The respiratory exchange ration (a measure of fat use the lower the great fat contributes to energy) was 30% and 60% lower at VT in the ketone compared with control condition. Total fat oxidation was greater in the ketone versus control. Average time-trial power output was 7% lower in the ketone condition. Ingestion of ketone salts prior to exercise increases fat oxidation during steady-state exercise but impairs high-intensity exercise performance.



In October 2017 a paper was released which is more inline with triathlon performance and was actually peer reviewed (Leckey et al 2017). This study took 10 elite male cyclists and had them complete 31km lab based time trial (tria lasting circa 50mins). The cyclists consumed on the evening and morning of the trial a meal containing carbohydrates of 2g/kg bodyweight. The morning of the trial cyclists also consumed 200mg caffeine with their meal.

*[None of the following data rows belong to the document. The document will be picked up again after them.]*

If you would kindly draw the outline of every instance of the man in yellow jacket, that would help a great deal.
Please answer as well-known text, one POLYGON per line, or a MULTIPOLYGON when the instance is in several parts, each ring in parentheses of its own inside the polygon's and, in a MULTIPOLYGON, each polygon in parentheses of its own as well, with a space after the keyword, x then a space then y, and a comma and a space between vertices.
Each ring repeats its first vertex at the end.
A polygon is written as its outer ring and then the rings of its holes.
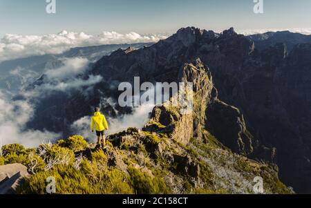
POLYGON ((104 146, 106 145, 106 138, 104 134, 104 131, 108 130, 108 124, 106 117, 100 112, 100 108, 95 108, 94 116, 91 120, 91 131, 94 131, 94 127, 96 130, 96 135, 97 135, 97 142, 101 145, 101 140, 103 141, 104 146))

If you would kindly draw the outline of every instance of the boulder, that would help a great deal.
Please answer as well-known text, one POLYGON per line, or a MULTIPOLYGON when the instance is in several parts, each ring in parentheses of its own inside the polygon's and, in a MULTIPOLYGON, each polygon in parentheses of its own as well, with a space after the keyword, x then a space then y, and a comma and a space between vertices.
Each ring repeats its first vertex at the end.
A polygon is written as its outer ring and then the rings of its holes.
POLYGON ((27 167, 21 164, 0 166, 0 194, 15 193, 28 176, 27 167))

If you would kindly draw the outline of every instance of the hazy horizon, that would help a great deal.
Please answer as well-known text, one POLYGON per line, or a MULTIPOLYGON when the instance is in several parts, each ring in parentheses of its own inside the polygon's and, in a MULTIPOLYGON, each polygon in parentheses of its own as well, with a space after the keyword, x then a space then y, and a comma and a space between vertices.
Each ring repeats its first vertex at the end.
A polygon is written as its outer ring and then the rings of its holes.
POLYGON ((263 13, 255 14, 253 0, 57 0, 56 13, 47 14, 45 0, 0 0, 0 37, 64 30, 95 35, 171 34, 187 26, 216 31, 232 26, 237 30, 310 28, 311 1, 263 2, 263 13))

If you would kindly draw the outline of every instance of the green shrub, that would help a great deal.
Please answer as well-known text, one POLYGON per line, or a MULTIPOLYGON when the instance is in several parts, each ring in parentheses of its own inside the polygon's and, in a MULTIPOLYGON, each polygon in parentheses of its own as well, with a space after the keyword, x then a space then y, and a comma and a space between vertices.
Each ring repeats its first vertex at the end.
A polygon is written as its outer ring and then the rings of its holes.
POLYGON ((73 163, 75 161, 75 153, 73 151, 66 147, 61 147, 57 144, 53 144, 50 148, 47 149, 46 156, 46 160, 47 160, 57 158, 66 158, 68 160, 66 162, 67 164, 73 163))
POLYGON ((3 157, 0 157, 0 165, 3 165, 5 164, 6 160, 3 157))
POLYGON ((167 188, 163 179, 155 176, 151 178, 147 173, 133 167, 129 168, 131 185, 138 194, 164 194, 171 191, 167 188))

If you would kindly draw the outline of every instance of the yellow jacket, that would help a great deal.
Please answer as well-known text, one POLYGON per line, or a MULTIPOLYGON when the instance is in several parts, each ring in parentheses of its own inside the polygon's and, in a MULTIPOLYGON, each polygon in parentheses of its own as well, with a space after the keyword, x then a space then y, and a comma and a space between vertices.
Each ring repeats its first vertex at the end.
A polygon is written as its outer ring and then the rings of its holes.
POLYGON ((106 117, 104 115, 100 114, 100 112, 95 112, 94 116, 92 117, 91 121, 91 131, 94 130, 94 124, 97 131, 103 131, 108 130, 108 124, 106 117))

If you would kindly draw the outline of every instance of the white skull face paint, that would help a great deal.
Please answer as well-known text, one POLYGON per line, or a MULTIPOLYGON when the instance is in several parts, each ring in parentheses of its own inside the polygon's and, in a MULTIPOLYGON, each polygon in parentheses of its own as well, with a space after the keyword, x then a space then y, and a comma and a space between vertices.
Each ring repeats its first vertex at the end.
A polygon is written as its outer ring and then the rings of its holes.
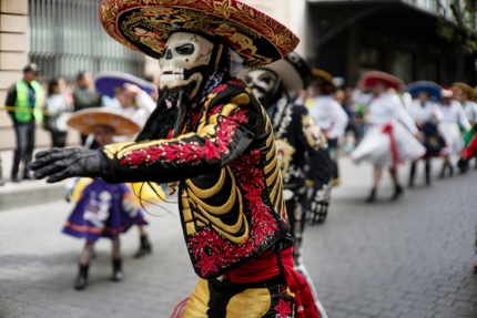
POLYGON ((277 80, 275 73, 266 69, 251 70, 245 76, 245 83, 252 89, 258 100, 275 91, 277 80))
POLYGON ((195 81, 190 99, 195 96, 204 79, 203 72, 209 65, 213 48, 214 44, 201 35, 186 32, 173 33, 159 61, 161 66, 159 88, 174 89, 186 86, 195 81))

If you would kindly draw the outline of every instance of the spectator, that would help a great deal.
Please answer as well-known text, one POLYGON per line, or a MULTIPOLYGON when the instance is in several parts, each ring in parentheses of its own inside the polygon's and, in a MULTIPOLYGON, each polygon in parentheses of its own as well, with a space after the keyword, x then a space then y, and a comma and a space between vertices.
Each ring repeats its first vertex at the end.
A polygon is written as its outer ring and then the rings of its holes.
POLYGON ((12 182, 21 182, 18 173, 20 162, 23 161, 23 179, 33 179, 29 165, 34 148, 35 122, 42 121, 40 111, 43 102, 43 89, 37 82, 38 65, 30 63, 23 68, 23 78, 10 86, 7 93, 6 105, 13 122, 17 147, 14 150, 11 168, 12 182))
MULTIPOLYGON (((93 78, 91 73, 82 71, 77 76, 77 86, 73 90, 74 111, 99 107, 101 96, 93 89, 93 78)), ((87 135, 81 134, 81 144, 84 145, 87 135)))
POLYGON ((48 83, 47 114, 43 124, 44 129, 51 133, 53 147, 67 145, 67 113, 72 111, 72 105, 64 93, 64 88, 63 79, 51 79, 48 83))

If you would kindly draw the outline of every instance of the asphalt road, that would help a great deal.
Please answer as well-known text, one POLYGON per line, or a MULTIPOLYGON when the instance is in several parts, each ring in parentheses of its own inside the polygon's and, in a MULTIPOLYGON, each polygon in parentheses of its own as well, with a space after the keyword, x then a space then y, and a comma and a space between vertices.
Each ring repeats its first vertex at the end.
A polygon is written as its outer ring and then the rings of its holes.
MULTIPOLYGON (((477 171, 435 177, 430 187, 420 171, 416 187, 395 203, 385 175, 378 201, 366 204, 371 166, 343 158, 341 168, 327 222, 307 227, 304 237, 305 265, 328 316, 477 317, 477 171)), ((403 166, 403 182, 406 175, 403 166)), ((75 291, 83 243, 60 233, 71 208, 59 199, 0 213, 1 318, 166 318, 193 289, 196 276, 171 198, 149 211, 152 255, 132 257, 139 247, 132 228, 121 238, 125 278, 113 283, 111 244, 99 240, 89 286, 75 291)))

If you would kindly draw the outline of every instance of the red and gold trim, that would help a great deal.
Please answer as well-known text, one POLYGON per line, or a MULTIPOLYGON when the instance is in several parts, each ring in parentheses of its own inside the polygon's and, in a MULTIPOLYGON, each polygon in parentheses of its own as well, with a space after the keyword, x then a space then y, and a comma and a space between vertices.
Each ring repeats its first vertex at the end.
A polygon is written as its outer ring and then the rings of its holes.
POLYGON ((284 58, 300 41, 276 20, 236 0, 104 0, 100 17, 114 40, 154 59, 177 31, 222 38, 250 68, 284 58))

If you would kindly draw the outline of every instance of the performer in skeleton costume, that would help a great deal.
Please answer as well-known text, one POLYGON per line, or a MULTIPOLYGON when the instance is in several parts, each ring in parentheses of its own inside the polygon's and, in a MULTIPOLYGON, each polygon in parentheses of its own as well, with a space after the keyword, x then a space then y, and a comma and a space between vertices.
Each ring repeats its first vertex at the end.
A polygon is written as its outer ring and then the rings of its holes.
MULTIPOLYGON (((313 202, 312 218, 321 222, 325 219, 333 172, 326 139, 306 107, 291 101, 293 93, 309 84, 312 70, 305 60, 292 52, 264 68, 244 70, 238 76, 245 80, 272 121, 284 181, 286 212, 295 238, 294 261, 297 270, 311 283, 302 259, 305 212, 313 202), (307 178, 314 185, 311 195, 307 192, 307 178)), ((319 301, 317 304, 319 307, 319 301)))
POLYGON ((135 142, 41 152, 35 177, 179 184, 201 278, 176 317, 319 317, 293 268, 272 124, 235 78, 282 59, 298 39, 234 0, 105 0, 100 12, 111 37, 160 60, 158 106, 135 142))

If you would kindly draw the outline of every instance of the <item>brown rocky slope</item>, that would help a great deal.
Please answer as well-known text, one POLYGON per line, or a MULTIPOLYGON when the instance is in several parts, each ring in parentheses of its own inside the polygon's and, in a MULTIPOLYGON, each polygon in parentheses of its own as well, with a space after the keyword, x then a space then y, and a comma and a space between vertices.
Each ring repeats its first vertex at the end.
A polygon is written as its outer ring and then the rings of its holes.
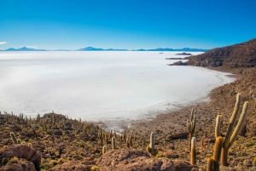
MULTIPOLYGON (((217 48, 202 54, 187 57, 185 64, 196 66, 253 67, 256 66, 256 38, 246 43, 217 48)), ((173 64, 173 66, 181 66, 173 64)))

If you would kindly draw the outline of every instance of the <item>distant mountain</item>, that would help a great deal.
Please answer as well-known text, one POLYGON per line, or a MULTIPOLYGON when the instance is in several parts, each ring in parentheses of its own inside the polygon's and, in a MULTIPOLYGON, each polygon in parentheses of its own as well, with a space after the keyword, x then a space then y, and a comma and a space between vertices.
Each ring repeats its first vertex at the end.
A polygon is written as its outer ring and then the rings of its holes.
POLYGON ((35 48, 28 48, 26 47, 20 48, 8 48, 5 51, 47 51, 45 49, 35 49, 35 48))
MULTIPOLYGON (((229 66, 255 67, 256 66, 256 38, 246 43, 218 48, 202 54, 186 57, 185 65, 197 66, 229 66)), ((173 64, 179 65, 179 64, 173 64)))
POLYGON ((132 51, 184 51, 184 52, 207 52, 209 49, 202 49, 202 48, 154 48, 154 49, 137 49, 137 50, 132 50, 132 51))
MULTIPOLYGON (((133 49, 131 51, 183 51, 183 52, 207 52, 208 49, 201 49, 201 48, 154 48, 154 49, 133 49)), ((35 49, 35 48, 28 48, 26 47, 20 48, 8 48, 6 50, 0 50, 0 51, 73 51, 67 49, 57 49, 57 50, 45 50, 45 49, 35 49)), ((93 48, 93 47, 87 47, 84 48, 79 48, 74 51, 130 51, 128 49, 116 49, 116 48, 93 48)))
POLYGON ((114 48, 104 49, 104 48, 93 48, 93 47, 87 47, 84 48, 78 49, 76 51, 128 51, 128 50, 127 49, 114 49, 114 48))

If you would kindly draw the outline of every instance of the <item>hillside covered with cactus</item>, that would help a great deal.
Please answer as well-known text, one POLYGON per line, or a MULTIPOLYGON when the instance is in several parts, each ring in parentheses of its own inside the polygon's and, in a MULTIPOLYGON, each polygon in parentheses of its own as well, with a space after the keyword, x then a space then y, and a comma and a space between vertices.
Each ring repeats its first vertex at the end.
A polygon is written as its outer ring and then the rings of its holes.
POLYGON ((224 69, 237 80, 210 101, 123 132, 54 112, 2 111, 0 171, 256 170, 256 68, 224 69))

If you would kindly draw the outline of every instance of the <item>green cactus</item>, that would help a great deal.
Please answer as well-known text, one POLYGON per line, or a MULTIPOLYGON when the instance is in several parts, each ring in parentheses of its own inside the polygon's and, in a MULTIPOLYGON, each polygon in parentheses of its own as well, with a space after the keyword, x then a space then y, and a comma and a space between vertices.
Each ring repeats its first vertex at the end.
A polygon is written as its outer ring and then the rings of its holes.
POLYGON ((224 139, 218 136, 215 140, 214 149, 213 149, 213 171, 219 171, 219 161, 221 155, 221 148, 223 145, 224 139))
POLYGON ((102 147, 102 155, 105 154, 107 152, 107 146, 103 146, 102 147))
POLYGON ((221 115, 218 115, 216 117, 216 126, 215 126, 215 138, 220 136, 220 129, 221 129, 221 115))
POLYGON ((149 145, 147 146, 146 150, 152 157, 154 157, 157 153, 154 149, 154 132, 152 132, 150 134, 150 143, 149 143, 149 145))
POLYGON ((212 158, 207 159, 207 171, 213 171, 213 162, 214 162, 214 160, 212 158))
POLYGON ((189 151, 191 149, 191 140, 195 132, 196 117, 194 115, 194 109, 191 110, 190 120, 187 121, 187 131, 189 134, 189 151))
POLYGON ((241 114, 240 116, 240 118, 238 120, 238 123, 233 131, 233 128, 235 126, 236 123, 236 117, 237 116, 238 113, 238 110, 239 110, 239 105, 241 103, 241 94, 238 94, 236 96, 236 106, 234 108, 234 111, 233 114, 230 119, 230 123, 228 126, 228 129, 227 129, 227 133, 222 145, 222 151, 221 151, 221 163, 223 166, 228 166, 228 152, 229 152, 229 149, 230 147, 233 145, 233 143, 235 142, 236 139, 238 136, 239 132, 241 131, 242 123, 244 122, 244 119, 246 117, 246 114, 247 114, 247 111, 248 108, 248 102, 246 101, 244 103, 243 108, 242 108, 242 111, 241 114))
POLYGON ((15 134, 13 132, 11 132, 11 133, 10 133, 10 136, 11 136, 11 138, 12 138, 12 140, 13 140, 13 142, 14 142, 15 145, 17 145, 17 144, 18 144, 18 140, 17 140, 17 138, 16 138, 15 134))
POLYGON ((116 146, 115 146, 115 138, 114 137, 112 137, 111 142, 112 142, 112 150, 115 150, 116 146))
POLYGON ((21 144, 20 139, 17 139, 17 144, 21 144))
POLYGON ((130 140, 129 138, 126 139, 126 146, 130 148, 130 140))
POLYGON ((191 151, 190 151, 190 164, 196 165, 196 139, 193 137, 191 140, 191 151))

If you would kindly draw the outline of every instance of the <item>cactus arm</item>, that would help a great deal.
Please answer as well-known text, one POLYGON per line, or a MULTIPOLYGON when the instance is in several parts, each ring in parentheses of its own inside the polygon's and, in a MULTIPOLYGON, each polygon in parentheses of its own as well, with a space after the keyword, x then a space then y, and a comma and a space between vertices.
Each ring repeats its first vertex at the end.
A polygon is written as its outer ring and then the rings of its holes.
POLYGON ((151 156, 154 156, 154 133, 152 132, 150 134, 150 144, 149 148, 151 149, 151 156))
POLYGON ((232 116, 231 116, 231 117, 230 117, 230 123, 235 123, 236 117, 237 113, 238 113, 238 110, 239 110, 240 104, 241 104, 241 94, 237 94, 237 95, 236 95, 236 106, 235 106, 235 108, 234 108, 232 116))
POLYGON ((13 142, 14 142, 15 145, 18 144, 17 138, 16 138, 15 134, 13 132, 10 133, 10 136, 11 136, 11 138, 12 138, 13 142))
POLYGON ((233 130, 234 123, 235 123, 235 121, 236 121, 236 117, 237 113, 238 113, 238 109, 239 109, 240 103, 241 103, 241 94, 238 94, 237 96, 236 96, 236 106, 234 108, 234 111, 232 113, 232 116, 230 119, 228 130, 227 130, 225 139, 224 139, 224 148, 225 149, 225 151, 228 151, 228 148, 229 148, 229 145, 230 145, 230 138, 231 138, 232 130, 233 130))
POLYGON ((196 164, 196 139, 193 137, 191 140, 191 152, 190 152, 190 164, 196 164))
POLYGON ((191 110, 190 122, 192 122, 193 118, 194 118, 194 108, 191 110))
POLYGON ((112 149, 115 150, 115 138, 112 137, 112 149))
POLYGON ((237 138, 238 134, 239 134, 239 132, 241 131, 241 127, 242 127, 242 123, 244 122, 244 119, 246 117, 246 115, 247 115, 247 109, 248 109, 248 102, 246 101, 243 105, 243 108, 242 108, 242 111, 241 111, 241 114, 240 116, 240 118, 239 118, 239 121, 235 128, 235 130, 232 134, 232 136, 230 138, 230 147, 233 145, 233 143, 235 142, 236 139, 237 138))
POLYGON ((213 171, 213 162, 214 162, 214 160, 212 158, 207 159, 207 171, 213 171))
POLYGON ((215 126, 215 138, 217 139, 220 136, 220 124, 221 124, 221 116, 218 115, 216 117, 216 126, 215 126))

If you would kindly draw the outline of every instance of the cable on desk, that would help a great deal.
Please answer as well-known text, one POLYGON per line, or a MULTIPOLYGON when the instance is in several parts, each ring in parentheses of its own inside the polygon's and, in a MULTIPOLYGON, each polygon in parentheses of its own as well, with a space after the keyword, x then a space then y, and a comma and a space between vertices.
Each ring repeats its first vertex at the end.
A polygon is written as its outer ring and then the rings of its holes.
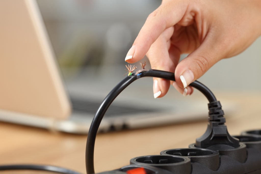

Prior to the trial they where then provided either placebo or 2 x 250mg/kg (dose 20 mins apart) ketone (1,3-butanediol acetoacetate diester) drink and 200ml of diet cola 30 mins before a 20min warm up then the TT. Participants also ingested 250mL of commercially available 6% CHO drink (Gatorade) at 15.74 km. The trial was conducted again and the intervention was swapped (i.e. those who had ketones the 1st time around would have placebo and vice versa).

The results of the trial demonstrated a 1-3% decline in performance that was associated with gut discomfort (all subjects given ketones reported this and none on placebo) and a higher perception of effort.

There are a number of issues here and it seems the researchers have jumped ahead of a more logical approach to investigating ketones. Because the trials involved what is in effect a multi-nutrient mixture i.e. taking on board carbs and caffeine as well as ketone we don’t know if the issue of GI distress was ketones alone or due to the combination. Similarly, we also do not know what impact ketones alone would have on performance. What the study does demonstrate is that utilising current dietary race strategies and dumping a new ingredient into the mix has consequences (negative ones) on performance.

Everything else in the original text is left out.